Sunday, 25 July 2010

Inexorable decline in membership of UK political parties and affiliated organisations‏

Research by the Commons Library shows an inexorable decline in membership of UK political parties and affiliated organisations: http://bit.ly/cut085 A comprehensive research note collates all available figures on party membership, and documents trends in membership since 1928:

“In 2005, only 1.3% of the electorate was a member of one of the main political parties. The latest figures show the Conservative, Labour and Liberal Democrat parties have memberships of approximately 250,000, 166,000 and 60,000 respectively. At the peak of membership in the early 1950s, however, the Conservatives claimed nearly 3 million members while Labour claimed more than 1 million members.”

The UK has one of the lowest rates of political party membership in Europe. Labour membership has been in decline since the 1960’s apart from a brief interregnum between 1994 and 1998 – rising to 405 000 at the high water mark of New Labour.

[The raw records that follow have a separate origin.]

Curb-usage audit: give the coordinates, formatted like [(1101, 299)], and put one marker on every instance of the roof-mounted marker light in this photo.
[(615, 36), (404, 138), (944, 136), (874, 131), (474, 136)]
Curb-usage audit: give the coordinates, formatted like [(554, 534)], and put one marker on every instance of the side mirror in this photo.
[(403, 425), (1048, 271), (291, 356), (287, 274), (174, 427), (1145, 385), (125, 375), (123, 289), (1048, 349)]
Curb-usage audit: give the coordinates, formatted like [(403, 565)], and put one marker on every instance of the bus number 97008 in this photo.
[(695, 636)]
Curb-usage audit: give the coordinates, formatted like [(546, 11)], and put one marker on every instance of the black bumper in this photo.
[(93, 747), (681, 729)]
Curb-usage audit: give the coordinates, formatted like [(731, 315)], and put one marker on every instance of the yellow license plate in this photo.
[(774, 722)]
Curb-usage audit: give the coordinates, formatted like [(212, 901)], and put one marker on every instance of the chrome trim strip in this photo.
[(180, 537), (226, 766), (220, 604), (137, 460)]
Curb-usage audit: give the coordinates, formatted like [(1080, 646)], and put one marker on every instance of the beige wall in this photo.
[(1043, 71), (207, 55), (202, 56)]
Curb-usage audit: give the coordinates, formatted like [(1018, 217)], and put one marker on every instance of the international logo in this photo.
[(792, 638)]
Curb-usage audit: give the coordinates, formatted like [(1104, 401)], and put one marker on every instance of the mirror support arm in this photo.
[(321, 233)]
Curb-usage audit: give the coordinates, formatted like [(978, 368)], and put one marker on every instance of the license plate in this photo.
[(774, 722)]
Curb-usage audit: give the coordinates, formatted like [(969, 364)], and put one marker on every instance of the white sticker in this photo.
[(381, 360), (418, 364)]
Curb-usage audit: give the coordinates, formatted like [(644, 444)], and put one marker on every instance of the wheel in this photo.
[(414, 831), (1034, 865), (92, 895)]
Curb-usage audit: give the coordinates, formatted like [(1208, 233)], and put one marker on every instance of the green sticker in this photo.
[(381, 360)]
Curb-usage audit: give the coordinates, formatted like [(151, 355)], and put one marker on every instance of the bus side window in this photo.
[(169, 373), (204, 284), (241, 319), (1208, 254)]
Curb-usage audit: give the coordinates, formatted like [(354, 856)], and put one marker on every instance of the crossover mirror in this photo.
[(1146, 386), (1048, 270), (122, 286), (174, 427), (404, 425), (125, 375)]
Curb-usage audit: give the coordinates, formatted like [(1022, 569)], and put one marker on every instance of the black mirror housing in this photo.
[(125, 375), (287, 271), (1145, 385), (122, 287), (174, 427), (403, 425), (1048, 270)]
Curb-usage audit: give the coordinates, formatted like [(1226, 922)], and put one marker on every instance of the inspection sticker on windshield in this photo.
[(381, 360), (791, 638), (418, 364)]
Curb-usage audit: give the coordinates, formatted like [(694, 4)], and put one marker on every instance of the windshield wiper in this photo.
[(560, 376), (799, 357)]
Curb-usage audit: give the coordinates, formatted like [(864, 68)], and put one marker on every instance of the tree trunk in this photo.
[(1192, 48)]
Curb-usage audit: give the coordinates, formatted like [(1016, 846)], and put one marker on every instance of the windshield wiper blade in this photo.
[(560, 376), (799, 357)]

The decline has been particularly acute where affiliated trade unions are concerned. From a peak of 6.5m in 1979 today’s figure stands at approx 3m. In reality it is significantly less – affiliation figures for the Labour Party’s 15 trade union affiliates are as rare as hen’s teeth (although UNISON – by far the most transparent union where its political fund is concerned - has a stated figure of 430,000 Labour link levy payers).

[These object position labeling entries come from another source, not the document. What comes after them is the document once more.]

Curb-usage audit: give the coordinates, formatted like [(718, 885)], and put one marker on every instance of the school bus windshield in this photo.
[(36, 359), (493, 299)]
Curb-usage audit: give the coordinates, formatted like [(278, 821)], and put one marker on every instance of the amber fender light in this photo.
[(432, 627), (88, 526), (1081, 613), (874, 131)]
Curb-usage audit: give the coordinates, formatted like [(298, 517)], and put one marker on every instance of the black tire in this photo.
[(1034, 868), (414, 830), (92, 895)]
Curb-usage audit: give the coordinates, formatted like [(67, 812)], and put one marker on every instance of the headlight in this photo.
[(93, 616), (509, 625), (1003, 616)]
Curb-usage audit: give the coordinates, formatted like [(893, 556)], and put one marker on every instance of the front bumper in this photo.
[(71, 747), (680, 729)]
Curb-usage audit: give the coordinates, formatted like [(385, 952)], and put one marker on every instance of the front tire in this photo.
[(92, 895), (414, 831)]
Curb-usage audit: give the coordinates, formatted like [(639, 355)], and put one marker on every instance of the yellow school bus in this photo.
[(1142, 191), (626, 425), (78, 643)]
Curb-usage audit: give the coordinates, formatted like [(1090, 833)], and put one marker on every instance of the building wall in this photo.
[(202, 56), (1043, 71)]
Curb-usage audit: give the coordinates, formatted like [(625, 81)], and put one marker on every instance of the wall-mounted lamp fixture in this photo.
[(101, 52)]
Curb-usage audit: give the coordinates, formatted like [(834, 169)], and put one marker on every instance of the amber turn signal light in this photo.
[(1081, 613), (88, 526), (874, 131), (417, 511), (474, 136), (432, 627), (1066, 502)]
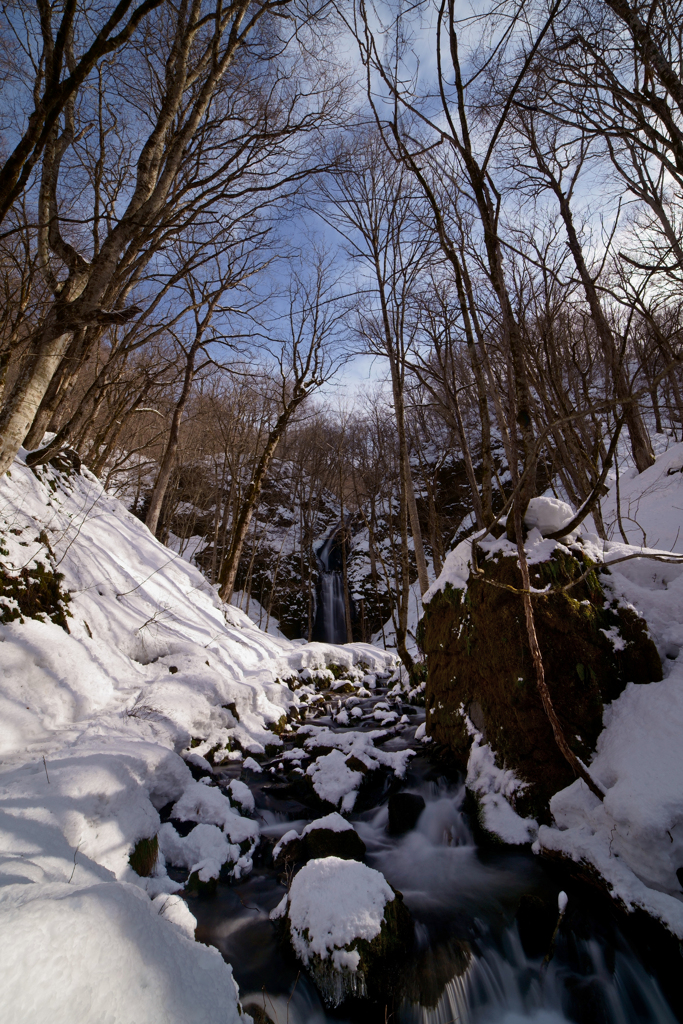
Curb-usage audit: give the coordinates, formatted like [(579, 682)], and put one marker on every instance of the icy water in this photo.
[(483, 922), (331, 617)]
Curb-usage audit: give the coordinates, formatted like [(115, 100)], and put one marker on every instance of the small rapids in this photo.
[(331, 615), (477, 958)]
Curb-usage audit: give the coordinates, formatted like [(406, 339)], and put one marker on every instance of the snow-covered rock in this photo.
[(93, 721), (342, 915), (548, 515)]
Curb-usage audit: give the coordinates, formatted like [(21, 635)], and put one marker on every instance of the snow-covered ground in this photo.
[(634, 839), (94, 722)]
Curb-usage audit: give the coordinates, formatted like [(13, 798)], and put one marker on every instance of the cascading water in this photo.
[(474, 960), (331, 620)]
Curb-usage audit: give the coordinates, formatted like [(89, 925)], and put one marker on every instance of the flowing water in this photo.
[(477, 958), (331, 623)]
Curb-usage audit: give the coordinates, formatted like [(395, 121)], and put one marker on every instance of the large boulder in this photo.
[(347, 926), (481, 680)]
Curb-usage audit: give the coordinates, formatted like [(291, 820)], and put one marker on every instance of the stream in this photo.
[(484, 916)]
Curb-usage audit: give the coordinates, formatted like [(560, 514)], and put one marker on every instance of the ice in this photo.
[(331, 903), (548, 515)]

The Labour Party has not published membership details of affiliated organisations since 1992 - ironically at the same time OMOV was being introduced and the block vote scaled down at Labour Party Conference in order to 'enhance party democracy'. In contrast to the heavily state regulated trade unions, political parties are not required by law to publish individual membership figures let alone those of affiliated organisations.

In 2008, the Daily Telegraph has claimed that Labour Party membership had fallen to the 'lowest level since it was founded in 1900': http://bit.ly/9qnkk7

Given the above trends it is no surprise that the recent UNISON NDC report on 'reviewing the effectiveness of UNISON's political fund' should identify the need for 'political engagement, lobbying and campaigning to be seen as a mainstream activity of the whole union, a natural and necessary extension of our work of representing and bargaining for members, and integral to the responsibilities of everyone in the union at all levels rather than the exclusive preserve of a few special sections, committees, or officers'.

In the context of the Con Dem government's austerity measures there will never be a better time to revive the union's political influence.

However a cautionary note. Led by Cabinet Office Minister Francis Maude the Government is reviewing the funding of political parties. Earlier this month Maude expressed a view to the Committee on Standards in Public Life that the method of political fund payment by union members was 'a totally bogus process'. Inevitably the union-Labour link is under scrutiny by the Con Dems with a change in the method of trade union levy paying widely forecast. The current requirement to 'opt out' of political contribution may be replaced by a legal requirement to 'opt in' - the default position will switch to no levy payment: http://www.bbc.co.uk/news/10544760

The Commons research notes that following the provisions of the Trade Disputes Act 1927 which altered the basis of the unions’ political levy to ‘contracting in’ rather than ‘contracting out’ there was 'a fall into the party’s affiliated union membership from 3.5 to 2 million and a drop of approximately 20 per cent in its union income.'

Therefore any attempts to restablish union political influence are likely to be taking place on shifting sand and will require at all levels leadership, persistence and rigour sadly lacking during the New Labour era.